A hash-based DOS attack on Btrfs

Posted Dec 13, 2012 20:36 UTC (Thu) by masoncl (subscriber, #47138)
Parent article: A hash-based DoS attack on Btrfs

The broader issue of collisions against crc32c was known when we selected the hash. At the end of the day, I think that if someone has write permissions to your directory they can prevent creation of arbitrary files.

But the looping is a real problem, and Pascal did a great job writing it up.

-chris

A hash-based DOS attack on Btrfs

Posted Dec 13, 2012 21:46 UTC (Thu) by rahulsundaram (subscriber, #21946) [Link] (23 responses)

any thoughts of using siphash as suggested in the blog?

A hash-based DOS attack on Btrfs

Posted Dec 13, 2012 22:14 UTC (Thu) by masoncl (subscriber, #47138) [Link] (22 responses)

Without the looping, this boils down to one user with write permissions in a directory being able to prevent the creation of new files. There are lots of ways a user might do that.

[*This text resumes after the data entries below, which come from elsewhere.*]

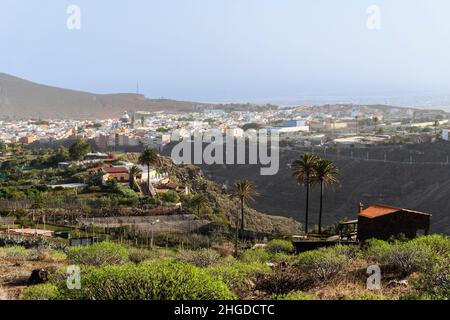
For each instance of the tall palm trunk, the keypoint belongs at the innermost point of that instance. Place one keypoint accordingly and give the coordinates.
(148, 178)
(321, 207)
(307, 205)
(242, 216)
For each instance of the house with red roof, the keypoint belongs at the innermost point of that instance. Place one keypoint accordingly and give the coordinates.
(120, 174)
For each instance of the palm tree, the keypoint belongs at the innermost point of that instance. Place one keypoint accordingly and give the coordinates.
(199, 201)
(245, 191)
(436, 125)
(134, 172)
(375, 121)
(303, 171)
(147, 158)
(325, 173)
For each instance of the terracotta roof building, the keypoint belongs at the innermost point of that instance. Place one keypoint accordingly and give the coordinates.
(382, 222)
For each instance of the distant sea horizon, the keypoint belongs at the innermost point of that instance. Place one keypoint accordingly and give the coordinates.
(441, 102)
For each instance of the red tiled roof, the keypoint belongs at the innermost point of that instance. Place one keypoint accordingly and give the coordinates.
(378, 210)
(110, 169)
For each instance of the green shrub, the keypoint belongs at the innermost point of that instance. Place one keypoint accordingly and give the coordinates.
(434, 283)
(294, 295)
(238, 275)
(154, 280)
(277, 245)
(283, 259)
(42, 292)
(321, 265)
(138, 255)
(367, 295)
(405, 258)
(282, 281)
(200, 258)
(436, 243)
(14, 252)
(350, 251)
(255, 255)
(377, 250)
(98, 254)
(171, 197)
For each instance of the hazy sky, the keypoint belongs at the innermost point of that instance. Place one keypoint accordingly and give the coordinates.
(215, 50)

I'm certainly happy to add a second hash function if there is a strong case for it, but so far I'm not convinced ;)

-chris

A hash-based DOS attack on Btrfs

Posted Dec 13, 2012 22:52 UTC (Thu) by therealmik (guest, #87720) [Link] (20 responses)

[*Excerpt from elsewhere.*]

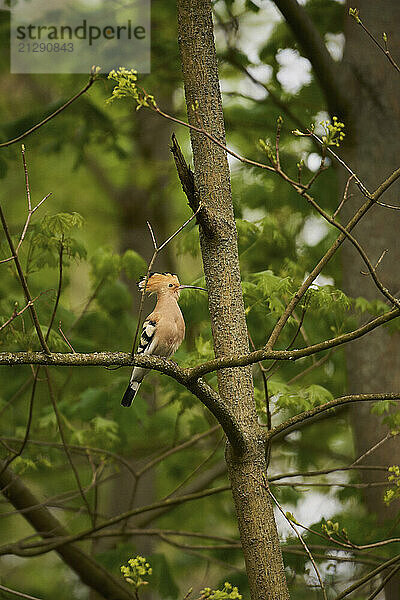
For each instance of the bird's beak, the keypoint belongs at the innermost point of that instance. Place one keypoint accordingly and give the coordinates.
(191, 287)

That's a cop-out... There are plenty of cases where you'd want users to be able to choose filenames but not be able to DoS administrators (or scheduled tasks) that run over those directories.

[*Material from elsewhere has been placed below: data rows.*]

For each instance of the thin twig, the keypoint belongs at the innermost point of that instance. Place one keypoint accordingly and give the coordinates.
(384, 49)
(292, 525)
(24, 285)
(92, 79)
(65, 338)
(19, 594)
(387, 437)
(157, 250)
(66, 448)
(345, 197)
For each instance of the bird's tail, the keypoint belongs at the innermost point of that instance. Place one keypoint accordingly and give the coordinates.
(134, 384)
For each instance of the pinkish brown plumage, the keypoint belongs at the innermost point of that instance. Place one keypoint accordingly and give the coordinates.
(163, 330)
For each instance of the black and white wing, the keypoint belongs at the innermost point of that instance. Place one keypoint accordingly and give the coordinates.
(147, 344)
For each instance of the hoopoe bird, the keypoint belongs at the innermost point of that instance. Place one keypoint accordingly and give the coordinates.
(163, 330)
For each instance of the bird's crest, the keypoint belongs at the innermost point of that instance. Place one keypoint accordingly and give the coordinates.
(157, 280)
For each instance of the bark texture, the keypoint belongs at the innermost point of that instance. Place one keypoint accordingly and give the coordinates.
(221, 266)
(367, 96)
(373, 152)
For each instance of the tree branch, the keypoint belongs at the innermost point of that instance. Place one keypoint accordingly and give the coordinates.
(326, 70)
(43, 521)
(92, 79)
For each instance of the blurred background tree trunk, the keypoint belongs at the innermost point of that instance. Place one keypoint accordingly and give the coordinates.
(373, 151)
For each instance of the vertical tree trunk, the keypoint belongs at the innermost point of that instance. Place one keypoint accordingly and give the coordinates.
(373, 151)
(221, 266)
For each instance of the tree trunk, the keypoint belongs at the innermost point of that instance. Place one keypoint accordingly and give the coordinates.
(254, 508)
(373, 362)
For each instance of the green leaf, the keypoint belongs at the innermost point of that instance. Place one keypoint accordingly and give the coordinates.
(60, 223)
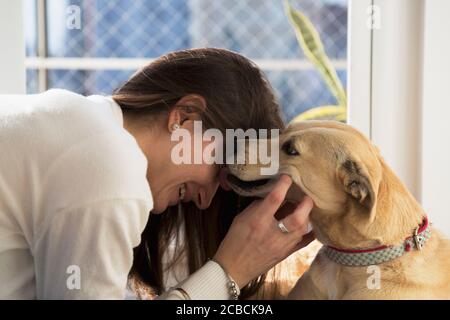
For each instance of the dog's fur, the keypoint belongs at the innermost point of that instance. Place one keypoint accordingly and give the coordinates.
(359, 203)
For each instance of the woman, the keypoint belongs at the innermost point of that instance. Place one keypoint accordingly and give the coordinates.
(71, 216)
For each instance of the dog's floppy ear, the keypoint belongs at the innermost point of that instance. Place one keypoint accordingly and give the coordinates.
(357, 184)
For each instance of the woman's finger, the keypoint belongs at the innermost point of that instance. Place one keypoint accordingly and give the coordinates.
(273, 201)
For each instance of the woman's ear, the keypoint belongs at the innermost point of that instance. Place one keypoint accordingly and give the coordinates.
(187, 108)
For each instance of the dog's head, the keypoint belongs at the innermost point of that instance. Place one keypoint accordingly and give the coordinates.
(331, 162)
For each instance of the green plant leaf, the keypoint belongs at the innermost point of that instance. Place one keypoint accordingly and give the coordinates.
(309, 40)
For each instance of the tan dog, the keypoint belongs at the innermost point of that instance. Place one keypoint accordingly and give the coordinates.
(361, 205)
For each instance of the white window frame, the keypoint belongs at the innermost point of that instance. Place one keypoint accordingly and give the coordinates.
(12, 54)
(385, 78)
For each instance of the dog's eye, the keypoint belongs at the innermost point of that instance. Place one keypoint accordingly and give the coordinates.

While I guess server software, such as web servers, samba, etc could always store a random filename then create an index for it in a database, that's exactly what a directory is supposed to be doing anyway - and the database probably has the same vulnerability in whatever hash it uses.

So assuming that you come around to the fact that filename hash collisions are a bad thing, it leads us to:

- Directories probably need a random hash seed for their index (one for the whole FS probably won't cut it)
- crc is not an appropriate hash, as even with a random seed an attacker can still cause collisions

A hash-based DOS attack on Btrfs

Posted Dec 13, 2012 23:06 UTC (Thu) by masoncl (subscriber, #47138) [Link] (19 responses)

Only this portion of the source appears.